Também não prospera o argumento de que as palavras estampadas nas camisetas são de uso ordinário e aplicadas em paráfrases, pois foram dispostas expressando sons, ritmo e melodia, da mesma forma em que combinadas harmoniosamente na obra do autor, o que apenas corrobora a originalidade e a criatividade empregada pelo autor na composição da obra, a qual, repita-se, foi indevidamente aplicada pela ré.

A legislação de regência não prevê critérios específicos para o arbitramento da indenização. No âmbito da responsabilidade civil há a regra geral de que a indenização mede-se pela extensão do dano (art. 944 do CC), a qual também deve ser estendida às violações aos direitos autorais, observando-se, ainda, o duplo caráter indenizatório das ofensas, isto é, abrangendo tanto a finalidade ressarcitória como também a punitiva, de modo que haja o desencorajamento do infrator, inibindo novas práticas semelhantes…”.

Spacca

Ainda no âmbito do Direito Empresarial, atinente aos créditos sujeitos à recuperação judicial, importa invocar o aresto, da relatoria do ministro Marco Aurélio Bellizze, no qual se discutiu se o crédito titularizado por condomínio, advindo de despesas condominiais inadimplidas pela recuperanda, deve ser considerado extraconcursal, independentemente da observância do marco temporal estabelecido no artigo 49, caput, da Lei nº 11.101/2005, com base no artigo 84, inciso III, do mesmo diploma legal – tal como defende o ora recorrente –, ou o aludido dispositivo legal tem aplicação unicamente ao processo falimentar, do que não se cogita na hipótese retratada nos autos, conforme compreenderam as instâncias ordinárias.

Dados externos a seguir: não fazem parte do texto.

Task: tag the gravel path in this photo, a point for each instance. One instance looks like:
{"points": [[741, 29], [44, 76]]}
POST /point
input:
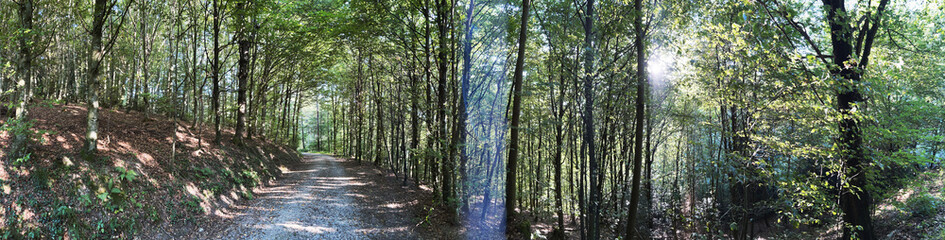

Ficou então consignado no voto vencedor que:

“(…) Os julgados desta Corte de Justiça, ao abordar e decidir a mesma questão em exame, têm aplicado, inadvertidamente, posicionamento jurisprudencial edificado especificamente em processo falimentar (segundo o qual ‘os débitos condominiais estão compreendidos no conceito de despesas da massa, necessárias à istração do ativo, enquadrando-se como crédito extraconcursal’), em interpretação a regramento próprio, o qual, em princípio, não incide n o processo de recuperação judicial, podendo, inclusive, redundar na indesejada inobservância da tese vinculante firmada pela Segunda Seção do Superior Tribunal de Justiça no Tema 1.051. Por conseguinte, seja para confirmar a diretriz hoje adotada, lastreada, doravante, em julgado específico a esse propósito, seja para proceder a uma correção de rumos – o que, em última análise, mostra-se sempre salutar ao aprimoramento das decisões judiciais –, revela-se indispensável o enfrentamento pontual da matéria posta por esta Turma julgadora.

Não se concebe, por qualquer método hermenêutico que se adote, importar, simplesmente, a definição de créditos extraconcursais estabelecida para o processo falimentar (art. 84 da LRF) ao da recuperação judicial, ignorando sua disciplina específica (art. 49), sem prejuízo às finalidades e à coerência do sistema legal em exame.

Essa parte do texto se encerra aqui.